Sophia Carrillo, United States of America
One of the highlights of The Hague Symposium is the immense breadth of experience the speakers divulge during topic lectures, translating to an incredible opportunity to glean best practices and policies from experienced field practitioners and theorists. This Friday’s lecture on Transitional Stabilization was no exception. Justin Richmond of Palantir Technologies led a disaster relief simulation modeled after the response to the devastating Typhoon Haiyan that struck The Philippines on November 8, 2013. Richmond shared his expertise having served both in the U.S. military and as a Truman National Security Fellow, which helped guide our perception of the first initial steps and long term planning for post-disaster relief.
While preparing a transitional stabilization plan for the deadliest Philippine typhoon on record may seem overwhelming, the overview of best guidelines and frameworks, peppered with real-life stories and tips from the field, readied our groups to provide our best efforts to organize, coordinate, and collaborate cross-sectorally.
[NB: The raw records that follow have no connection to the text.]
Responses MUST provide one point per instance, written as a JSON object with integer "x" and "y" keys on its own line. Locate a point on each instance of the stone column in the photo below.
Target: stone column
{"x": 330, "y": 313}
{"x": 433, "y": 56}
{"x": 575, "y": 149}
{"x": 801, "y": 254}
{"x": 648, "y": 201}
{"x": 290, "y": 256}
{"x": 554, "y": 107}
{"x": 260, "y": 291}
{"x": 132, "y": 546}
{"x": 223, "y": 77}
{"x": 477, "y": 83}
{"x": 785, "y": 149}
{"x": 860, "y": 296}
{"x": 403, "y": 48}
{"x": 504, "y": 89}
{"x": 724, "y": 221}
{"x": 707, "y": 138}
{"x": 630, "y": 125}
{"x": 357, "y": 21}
The Hague Symposium was split into five aid sectors: Water, Sanitation & Hygiene (WASH), Health, Food and Security, Livelihoods, and Shelter. Each sector was charged with creating and implementing a three-phase plan to progress towards regional stability. The simulation was interrupted by real time updates and data releases, forcing flexibility between the sectors while contributing to the larger goal of stabilization. As our impact indicators evolved from the preliminary planning, we worked to ensure our suggested policies and actions combat everything from water insecurity to emerging political issues.
The most beneficial aspect of the simulation was collaborating with specialized groups consisting of individuals with various levels of applicable field experience. I enjoyed hearing my classmate’s experiences in East Timor and other individuals with field experience relay what their stories from their respective fields. I often reflected on the lessons learned from my experience in bi-national relations and strategic management. The sharing of experiences in this exercise, as in all our class work, has been a very beneficial aspect of the symposium.
Regardless of our cumulative experiences, we still faced a strategic uphill battle. A lesson everyone faced was the reiterated importance of focusing on a long-term, local solution. Although equipped with advice and the best intentions of securing stability, during the simulation we faced pressures of addressing competing policy proposals, leadership styles, and reacting to unanticipated consequences of other group’s decisions. Pressure abound, it became too easy to revert to preparing a string of sound disaster relief policies and creating temporary aid programs for implementation. During the first round, my sector, the Health Group, was excitedly discussing the fantastic health programs we planned to implement, until we stumbled upon the realization that as we were still in the first month of the simulation, the needs of the community would be more reactionary. Our focus on programming was the incorrect approach. No matter how much thought focused on these feel-good aid programs, they were not rooted in local need nor did they address the systemic needs. Ultimately, the simulation demonstrated that for local resiliency to take place, the planning must be sustainable, legitimate, and effective activities that specifically targeted and aimed to mitigate local systemic causes.
As we made mistakes, reacted to the faux news reports, and collaborated with other groups, crunching each other’s data, we learned through practice to avoid programming based on assumptions, ignoring the local perspective, failing to establish a functionality baseline, not monitoring your progress, and not working holistically across sectors. In short, in a day we implemented lessons learned to compile a logical framework for field implementation.
The most distinguished lesson of the day was realized during our simulation that for a successful transitional stabilization, local resiliency and functionality setup for success after aid groups leave is key. Although impressive metrics of aid distributed and supplies on the ground, the indicator of a successful transition from disaster relief to peace and stability can only be found in the resiliency of the affected society.